Ian Hunter, Minister for Communities and Social Inclusion in the South Australian Legislative Council and his partner Leith Semmens announced on Wednesday that they were married in Spain after flying halfway around the world to skirt Australia’s laws banning marriage equality.

The Spanish city of June’s mayor, Jose Antonio Rodriguez Salas, a vocal supporter of equal marriage – helped the couple settle the complicated paperwork necessary to marry in Spain.

Australian Marriage Equality national convener Rodney Croome said the the marriage was tinged with sadness because the vows would not be respected under Australian law.

“We call on the South Australian parliament to lead the nation toward marriage equality by allowing same-sex couples to legally marry and fully recognising same-sex marriages from overseas,” he said.
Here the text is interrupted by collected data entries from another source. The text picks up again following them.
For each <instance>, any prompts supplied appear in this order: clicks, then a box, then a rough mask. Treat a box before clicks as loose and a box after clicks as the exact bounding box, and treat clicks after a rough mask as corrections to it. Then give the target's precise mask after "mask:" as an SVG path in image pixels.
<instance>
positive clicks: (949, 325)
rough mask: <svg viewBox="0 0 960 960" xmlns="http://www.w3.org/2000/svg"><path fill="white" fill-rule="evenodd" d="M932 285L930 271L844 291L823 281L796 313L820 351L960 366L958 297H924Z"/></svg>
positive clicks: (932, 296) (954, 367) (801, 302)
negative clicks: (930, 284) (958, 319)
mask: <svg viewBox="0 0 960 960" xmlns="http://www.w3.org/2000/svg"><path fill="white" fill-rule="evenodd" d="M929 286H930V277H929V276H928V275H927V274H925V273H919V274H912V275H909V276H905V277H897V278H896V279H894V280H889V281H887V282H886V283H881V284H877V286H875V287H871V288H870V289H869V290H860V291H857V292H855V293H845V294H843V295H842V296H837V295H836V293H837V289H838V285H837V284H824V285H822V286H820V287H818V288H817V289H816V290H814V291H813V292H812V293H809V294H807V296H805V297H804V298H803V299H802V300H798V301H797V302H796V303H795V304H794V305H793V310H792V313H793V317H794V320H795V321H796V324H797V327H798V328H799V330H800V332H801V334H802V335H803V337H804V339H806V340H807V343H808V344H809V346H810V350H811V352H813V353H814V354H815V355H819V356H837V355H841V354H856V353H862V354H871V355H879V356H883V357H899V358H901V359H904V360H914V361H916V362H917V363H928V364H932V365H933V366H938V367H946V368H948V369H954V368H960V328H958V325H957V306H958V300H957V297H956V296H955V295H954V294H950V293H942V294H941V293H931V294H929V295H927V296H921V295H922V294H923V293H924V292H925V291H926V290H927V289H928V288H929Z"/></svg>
“Reform at a federal level would be best, but in the absence of this, Ian Hunter’s wedding is a strong impetus for South Australia to take the lead.”

A few hours before marrying, Mr Hunter said: “Without a doubt it’s inevitable in Australia, but you’re looking at six or seven years, and me and my partner weren’t willing to wait that long.”

Last year, the politician had said he would marry his partner in New York if Australia didn’t start recognising same-sex marriages.

Last month, Spain’s Constitutional Court upheld the country’s seven-year-long equal marriage law following an appeal by the country’s ruling conservative party.

In September, Australia’s Parliament voted down a proposed equal marriage bill.

The country’s Prime Minister Julia Gillard has staunchly opposed supporting marriage rights for gay couples.